Il lui épargna une repris, malgré que sa remarque le fit tiquer.

« Ils étaient gentils ?

— Ils jouaient avec moi ! »

Puis elle lui raconta tous les détails : certains avaient pris la forme de gouttes d’eau, d’autres de cerfs avec une crinière touffue et, ses favoris, de lapins blancs. Leur dernière discussion du genre devait remonter à ce qui s'apparentait à une éternité pour Maï. Malgré les efforts qu'il avait cumulés après sa prise de conscience, Ayanna avait été perturbée par cette transformation soudaine de la nature de leur relation. Maï ne réalisait qu'aujourd'hui ce qu'il avait perdu en se fermant à elle. Aujourd'hui qu’ils partageaient de nouveau un véritable lien.

Son récit terminé, elle poussa son père à la suivre dans la cuisine alors qu’il s’attachait les cheveux en une queue de cheval. La fenêtre, dont certains carreaux étaient brisés, longeait tout le plan de travail de pierre grise. Elle apportait une telle luminosité à la petite pièce que Maï, mal réveillé en fut aveuglé. L’espace était si étroit que le duo — pourtant pas épais — pouvait tout juste se croiser. La fillette le traîna jusqu’à l’évier, empli d'eau croupie, qui prolongeait le comptoir. Des petits têtards y avaient élu domicile, lequel connut une forte perturbation lorsque la fillette plongea son doigt dans l’eau pour jouer avec eux.

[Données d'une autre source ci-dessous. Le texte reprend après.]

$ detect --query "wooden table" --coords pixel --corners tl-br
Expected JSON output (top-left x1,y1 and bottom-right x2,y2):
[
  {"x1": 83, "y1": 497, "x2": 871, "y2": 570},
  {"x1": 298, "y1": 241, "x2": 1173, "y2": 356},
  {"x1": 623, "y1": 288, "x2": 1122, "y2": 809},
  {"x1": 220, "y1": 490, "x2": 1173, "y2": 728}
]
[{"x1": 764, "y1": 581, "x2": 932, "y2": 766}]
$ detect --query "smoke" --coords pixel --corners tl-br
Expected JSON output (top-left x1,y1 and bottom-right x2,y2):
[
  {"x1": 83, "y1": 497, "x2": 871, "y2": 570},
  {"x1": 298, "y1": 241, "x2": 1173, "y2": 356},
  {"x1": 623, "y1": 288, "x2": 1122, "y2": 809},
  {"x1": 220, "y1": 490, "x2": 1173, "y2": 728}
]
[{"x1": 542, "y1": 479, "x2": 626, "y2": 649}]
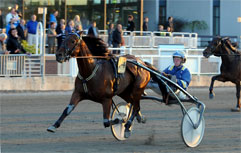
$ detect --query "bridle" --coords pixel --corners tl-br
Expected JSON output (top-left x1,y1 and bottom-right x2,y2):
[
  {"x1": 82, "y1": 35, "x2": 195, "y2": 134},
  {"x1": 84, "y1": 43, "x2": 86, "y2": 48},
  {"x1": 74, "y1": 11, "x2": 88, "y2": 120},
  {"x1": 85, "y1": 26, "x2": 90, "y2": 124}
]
[
  {"x1": 63, "y1": 33, "x2": 82, "y2": 60},
  {"x1": 210, "y1": 40, "x2": 222, "y2": 54}
]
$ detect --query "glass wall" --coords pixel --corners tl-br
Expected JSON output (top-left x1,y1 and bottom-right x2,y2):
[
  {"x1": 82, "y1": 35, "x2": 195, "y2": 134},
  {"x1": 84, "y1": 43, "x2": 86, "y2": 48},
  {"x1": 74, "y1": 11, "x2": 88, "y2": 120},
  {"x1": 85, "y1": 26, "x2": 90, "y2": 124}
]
[{"x1": 0, "y1": 0, "x2": 141, "y2": 30}]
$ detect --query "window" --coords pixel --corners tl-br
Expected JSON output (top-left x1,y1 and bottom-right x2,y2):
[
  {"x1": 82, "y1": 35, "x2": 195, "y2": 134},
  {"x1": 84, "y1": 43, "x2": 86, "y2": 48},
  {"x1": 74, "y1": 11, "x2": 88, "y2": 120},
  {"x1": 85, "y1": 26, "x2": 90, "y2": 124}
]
[
  {"x1": 213, "y1": 0, "x2": 220, "y2": 36},
  {"x1": 159, "y1": 0, "x2": 167, "y2": 26}
]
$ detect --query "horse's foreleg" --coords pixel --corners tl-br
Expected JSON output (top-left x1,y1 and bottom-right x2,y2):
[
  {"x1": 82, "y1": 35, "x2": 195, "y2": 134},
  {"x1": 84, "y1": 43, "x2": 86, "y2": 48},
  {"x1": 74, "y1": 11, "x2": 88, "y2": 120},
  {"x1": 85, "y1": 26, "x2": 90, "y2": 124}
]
[
  {"x1": 102, "y1": 99, "x2": 112, "y2": 128},
  {"x1": 124, "y1": 101, "x2": 140, "y2": 138},
  {"x1": 47, "y1": 92, "x2": 81, "y2": 132},
  {"x1": 209, "y1": 75, "x2": 225, "y2": 99},
  {"x1": 231, "y1": 82, "x2": 241, "y2": 112}
]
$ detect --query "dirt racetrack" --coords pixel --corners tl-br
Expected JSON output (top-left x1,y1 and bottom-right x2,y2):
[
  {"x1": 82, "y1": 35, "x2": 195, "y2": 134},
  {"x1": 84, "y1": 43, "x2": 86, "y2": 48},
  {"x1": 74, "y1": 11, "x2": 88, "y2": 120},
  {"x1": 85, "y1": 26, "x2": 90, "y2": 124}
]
[{"x1": 0, "y1": 87, "x2": 241, "y2": 153}]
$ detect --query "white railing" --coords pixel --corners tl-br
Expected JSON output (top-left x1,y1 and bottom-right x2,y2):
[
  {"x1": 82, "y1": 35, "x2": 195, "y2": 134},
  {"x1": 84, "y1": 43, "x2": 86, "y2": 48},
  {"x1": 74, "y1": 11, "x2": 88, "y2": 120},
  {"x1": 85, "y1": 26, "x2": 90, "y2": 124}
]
[
  {"x1": 0, "y1": 54, "x2": 41, "y2": 77},
  {"x1": 93, "y1": 30, "x2": 198, "y2": 48}
]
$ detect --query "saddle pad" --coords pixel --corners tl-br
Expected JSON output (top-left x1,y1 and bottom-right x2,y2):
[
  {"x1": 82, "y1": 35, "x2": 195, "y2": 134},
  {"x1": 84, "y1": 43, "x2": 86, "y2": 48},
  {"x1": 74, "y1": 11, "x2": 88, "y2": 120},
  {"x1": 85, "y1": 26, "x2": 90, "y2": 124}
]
[{"x1": 118, "y1": 57, "x2": 126, "y2": 74}]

Maï chercha du regard une solution pour les porter jusqu’à la rivière. Sa grand-mère le lui avait bien transmis : tout ce qui naissait au sein de cette clairière était sacré ; et il ne souhaitait pas s'attirer le courroux des esprits voisins. Si ses souvenirs étaient bons, il leur faudrait descendre en contrebas dans la forêt.

« Tu as trouvé d’autres surprises dans la maison ?

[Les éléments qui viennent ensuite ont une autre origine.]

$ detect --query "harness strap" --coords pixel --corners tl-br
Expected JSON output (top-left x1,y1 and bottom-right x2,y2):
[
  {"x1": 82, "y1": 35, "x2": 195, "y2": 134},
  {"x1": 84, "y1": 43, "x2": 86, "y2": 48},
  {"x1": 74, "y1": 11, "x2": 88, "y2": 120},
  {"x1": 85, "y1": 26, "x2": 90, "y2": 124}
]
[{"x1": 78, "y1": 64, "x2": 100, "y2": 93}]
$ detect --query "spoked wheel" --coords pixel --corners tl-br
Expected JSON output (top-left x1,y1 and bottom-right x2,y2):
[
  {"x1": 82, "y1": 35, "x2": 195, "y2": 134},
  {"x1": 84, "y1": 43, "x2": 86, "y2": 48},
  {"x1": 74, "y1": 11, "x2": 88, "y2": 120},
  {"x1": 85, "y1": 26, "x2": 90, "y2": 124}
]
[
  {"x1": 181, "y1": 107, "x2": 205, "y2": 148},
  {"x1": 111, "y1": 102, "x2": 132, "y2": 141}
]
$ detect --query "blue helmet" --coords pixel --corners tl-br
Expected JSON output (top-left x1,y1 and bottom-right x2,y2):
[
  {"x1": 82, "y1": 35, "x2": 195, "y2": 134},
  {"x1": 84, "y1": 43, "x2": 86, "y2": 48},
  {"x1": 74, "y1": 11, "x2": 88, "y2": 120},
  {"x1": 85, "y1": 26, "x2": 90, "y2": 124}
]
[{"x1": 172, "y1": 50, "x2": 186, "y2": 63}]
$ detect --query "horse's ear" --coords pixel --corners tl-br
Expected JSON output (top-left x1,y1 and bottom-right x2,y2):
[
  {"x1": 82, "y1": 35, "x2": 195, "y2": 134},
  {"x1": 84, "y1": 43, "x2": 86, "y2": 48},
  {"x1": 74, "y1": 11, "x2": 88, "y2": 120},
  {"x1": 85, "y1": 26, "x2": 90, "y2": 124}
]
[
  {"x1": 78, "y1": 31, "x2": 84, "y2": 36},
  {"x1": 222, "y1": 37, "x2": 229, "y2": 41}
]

— Non, on ne voit rien dans les autres pièces. »

En effet, les volets des deux chambres avaient été cloués de la même manière que l'entrée. Maï saisit le pied de biche, ouvrit la porte qui grinça au moins aussi fort que le parquet, puis ils longèrent la maison. Il dût forcer comme un bœuf pour décoller et arracher la première planche de la première fenêtre. L’homme n’hésita pas une seconde avant d’en faire de même sur la deuxième… Mais, cette fois, un morceau de volet s’accrocha avec le tout puis lui tomba sur le pied. La douleur et l’idée de s’être rajouté du travail s'associèrent pour former une expression unique sur son visage, laquelle ne manqua pas de faire éclater de rire Ayanna. Maï préféra ignorer ses moqueries et finit même par s’en réjouir. Alors qu'il longeait le mur pour dégager la seconde ouverture, sa fille l'avait laissé pour rentrer. Cette fois, les clous étaient en meilleur état et il ne tarda pas à dégager les pans de bois.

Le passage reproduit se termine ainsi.